Bringing in the Third Wheel

Bringing in the Third Wheel

| Kahdija Imari

Have you ever seen two people conversing and they just connect with one another so well that they’re hardly finishing words and sentences yet the conversation continues fluidly?


Maybe you’ve been one of the people in that conversation…
Sharing the vibe with your best friend…


Laughing ahead of time because you already know what the other is about to say.


Or maybe what they just said or did sparked a funny memory you both share and now you can’t stop laughing.
Well, now imagine you’re the third wheel…


You are sitting at the same table with these two chatter boxes, but they are carrying on a full conversation and haven’t even realized they left you behind.


When I say left behind I’m referring to small nuances such as inside jokes or references such as nicknames that the two are aware of, but you are not.


And as such, your understanding of the topics being discussed has dwindled to zero.


As in, you might as well be sitting at your own table gazing at them from across the room as you fashionably people watch.


There is much that can be learned about a person sitting in either seat during circumstances such as this.


But today, I’d like to talk about the burden of responsibility in communication.


First and foremost, communication is everyone’s responsibility.


Person 1, 2, and 3, are all in some way responsible for communicating clearly and effectively to their targeted audience.


Whether conscious or unconscious, I believe that each person decides and defines who their target audience is.


Referencing our 3rd wheel example, person 1 and 2 have decided their target audience is one another. Thus, tailoring their conversation for person 3 is not on their list of priorities.

The consequences of this decision can include:

  • person 3 feeling like they don’t fully understand the topic being discussed
  • person 3 feeling like the others don’t really want them there
  • person 3 feeling like the conversation would be much better if they weren’t present
  • person 3 feeling like they waisted their time by sitting to chat with the others
  • person 3 walking away with little knowledge of what was discussed
  • person 3 making their own assumptions to fill in the gaps of what was not said in complete thought or thoroughly explained

This is by no means an all inclusive list of the trickle down effects that can occur from the present audience being different from the target audience.

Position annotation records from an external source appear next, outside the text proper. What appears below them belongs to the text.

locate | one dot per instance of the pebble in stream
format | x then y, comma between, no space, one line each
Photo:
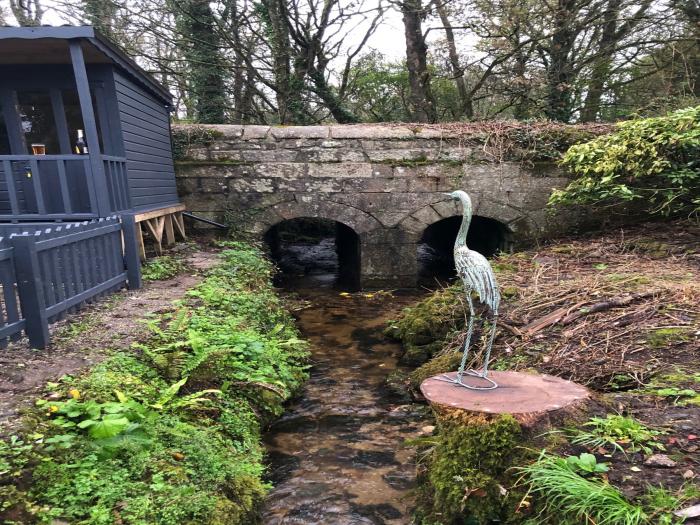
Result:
337,456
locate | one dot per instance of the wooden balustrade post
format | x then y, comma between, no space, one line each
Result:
132,252
29,288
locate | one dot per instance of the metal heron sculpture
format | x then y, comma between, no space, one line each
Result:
477,276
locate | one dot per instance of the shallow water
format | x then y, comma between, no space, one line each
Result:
337,455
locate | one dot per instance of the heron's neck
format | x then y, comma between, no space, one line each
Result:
466,221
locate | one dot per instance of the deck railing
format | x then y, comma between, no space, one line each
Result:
57,270
58,187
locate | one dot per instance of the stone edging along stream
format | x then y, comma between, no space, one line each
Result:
168,432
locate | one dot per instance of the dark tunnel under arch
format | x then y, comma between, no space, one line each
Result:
435,259
315,246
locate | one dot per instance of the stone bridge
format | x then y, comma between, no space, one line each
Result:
383,182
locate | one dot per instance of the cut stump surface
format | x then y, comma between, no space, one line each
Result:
525,396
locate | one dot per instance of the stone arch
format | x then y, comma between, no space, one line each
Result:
359,221
416,222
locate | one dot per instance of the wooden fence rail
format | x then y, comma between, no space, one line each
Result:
58,270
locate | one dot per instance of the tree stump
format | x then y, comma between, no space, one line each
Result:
529,398
469,473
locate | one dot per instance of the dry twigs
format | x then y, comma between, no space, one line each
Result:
618,305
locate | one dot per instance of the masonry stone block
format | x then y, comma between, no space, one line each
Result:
386,182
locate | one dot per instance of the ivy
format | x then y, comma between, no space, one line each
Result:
652,161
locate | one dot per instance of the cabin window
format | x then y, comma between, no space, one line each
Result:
74,117
37,120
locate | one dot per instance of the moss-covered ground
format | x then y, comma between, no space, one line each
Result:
618,312
169,431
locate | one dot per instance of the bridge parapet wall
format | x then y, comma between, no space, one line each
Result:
386,182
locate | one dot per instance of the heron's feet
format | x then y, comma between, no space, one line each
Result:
459,380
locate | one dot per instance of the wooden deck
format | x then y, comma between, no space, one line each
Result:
161,225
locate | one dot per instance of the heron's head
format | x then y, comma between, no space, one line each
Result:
458,195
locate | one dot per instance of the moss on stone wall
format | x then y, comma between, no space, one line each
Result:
424,328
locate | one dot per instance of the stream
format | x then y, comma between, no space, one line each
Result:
336,455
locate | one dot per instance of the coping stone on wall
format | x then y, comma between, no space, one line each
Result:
300,132
363,131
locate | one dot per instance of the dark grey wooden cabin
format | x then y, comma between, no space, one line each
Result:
55,81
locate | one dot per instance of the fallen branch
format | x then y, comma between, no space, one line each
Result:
605,305
548,320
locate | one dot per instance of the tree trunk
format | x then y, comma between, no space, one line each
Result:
331,99
288,85
466,107
205,64
559,71
420,95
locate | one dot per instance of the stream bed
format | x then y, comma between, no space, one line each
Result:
337,455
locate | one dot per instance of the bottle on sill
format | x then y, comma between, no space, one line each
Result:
80,145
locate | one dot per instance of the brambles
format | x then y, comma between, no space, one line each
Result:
653,161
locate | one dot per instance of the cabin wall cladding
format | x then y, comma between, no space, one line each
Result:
385,182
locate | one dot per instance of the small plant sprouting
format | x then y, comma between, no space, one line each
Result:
161,268
567,494
621,433
586,463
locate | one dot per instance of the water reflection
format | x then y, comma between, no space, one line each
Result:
336,455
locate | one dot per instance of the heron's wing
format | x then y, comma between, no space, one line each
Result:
477,274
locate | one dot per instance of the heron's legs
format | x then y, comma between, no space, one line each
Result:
492,336
468,338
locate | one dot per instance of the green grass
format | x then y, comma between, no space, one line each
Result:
569,497
170,433
616,432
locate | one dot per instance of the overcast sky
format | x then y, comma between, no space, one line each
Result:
388,39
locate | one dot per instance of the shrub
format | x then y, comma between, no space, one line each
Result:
655,161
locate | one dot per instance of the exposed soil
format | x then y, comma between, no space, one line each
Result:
620,313
85,338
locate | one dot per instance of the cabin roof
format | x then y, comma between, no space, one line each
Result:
45,45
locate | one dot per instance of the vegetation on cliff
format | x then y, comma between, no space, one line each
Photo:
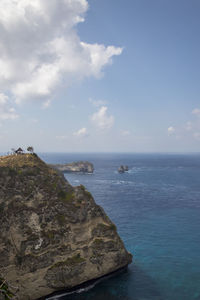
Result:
53,236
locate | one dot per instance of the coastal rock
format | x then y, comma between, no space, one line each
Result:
53,236
122,169
79,166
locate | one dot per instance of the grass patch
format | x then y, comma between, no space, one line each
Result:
65,196
61,220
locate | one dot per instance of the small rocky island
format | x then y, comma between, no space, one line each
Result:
122,169
53,236
78,167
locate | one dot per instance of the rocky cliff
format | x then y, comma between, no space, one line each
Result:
53,236
79,166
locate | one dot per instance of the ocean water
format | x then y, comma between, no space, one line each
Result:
156,207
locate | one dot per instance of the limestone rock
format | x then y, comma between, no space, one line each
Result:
122,169
53,236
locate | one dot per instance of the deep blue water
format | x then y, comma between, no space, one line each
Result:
156,207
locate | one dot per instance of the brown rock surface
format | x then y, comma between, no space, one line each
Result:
53,236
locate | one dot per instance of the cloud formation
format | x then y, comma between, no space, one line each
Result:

But these are very real things that can happen when a 3rd wheel is not brought into the conversation and made to feel like they are part of the group.


In which case, they would effectively no longer be a 3rd wheel, but a 3rd person in a group of 3 people.


So if you find you’re chatting it up with your bestie, but you’ve invited a new person to join you both, don’t forget they’re there.


They have feelings also.


And as the person who invited them and who knows both parties (even if you’ve only known the new person for 5 minutes), do your best to bring them into the conversation.


Define your quirky sayings..


Tell the short story of the inside joke that relates to the new joke you just made..Choose to consciously and actively bring the third person into the conversation.


After all, it is partly your responsibility.